Where is the puck going
Not only has its move to Apple Silicon given a big boost to the company’s Mac sales in enterprise markets, but its focus on making technology that’s both personalized and private (like its healthcare products) continues. to give the company a strong case as its products become essential components of the connected future that Lehmann envisions.
This digital transformation is driving – and will likely continue to drive – strong growth for Apple in the business and for the companies providing services to support such use.
In other words, even in a potentially recessionary market, Apple still has strong growth opportunities. The Bloomberg report clearly indicates that Apple intends to continue this growth. It even specifically notes that the company has no plans to slow down its product announcement cycle, and we expect it to launch an all-new family of AR glasses in 2023. Apple has innovated its way through the bust dot-com and will continue to use the same strategy this time around.

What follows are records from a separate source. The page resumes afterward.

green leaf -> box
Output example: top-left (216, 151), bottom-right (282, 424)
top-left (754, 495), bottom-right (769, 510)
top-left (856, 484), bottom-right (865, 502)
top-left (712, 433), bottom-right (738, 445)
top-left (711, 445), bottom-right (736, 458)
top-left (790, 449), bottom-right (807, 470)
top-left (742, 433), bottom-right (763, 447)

Meanwhile, Apple’s installed base is driving additional service revenue opportunities. Apple’s services business has now grown into a bigger business than IBM, showing how shrewd Apple management has been in diversifying its business mix to make it less reliant on hardware sales. pure than before.
Evercore analysts recently predicted that Apple’s services will generate $100 billion in revenue by 2024.
“While the jittery market backdrop creates a chilling environment for tech stocks, we believe Apple’s growth story remains well intact despite the fragile macro. Apple remains our favorite tech name,” wrote Daniel Ives, analyst at Wedbush.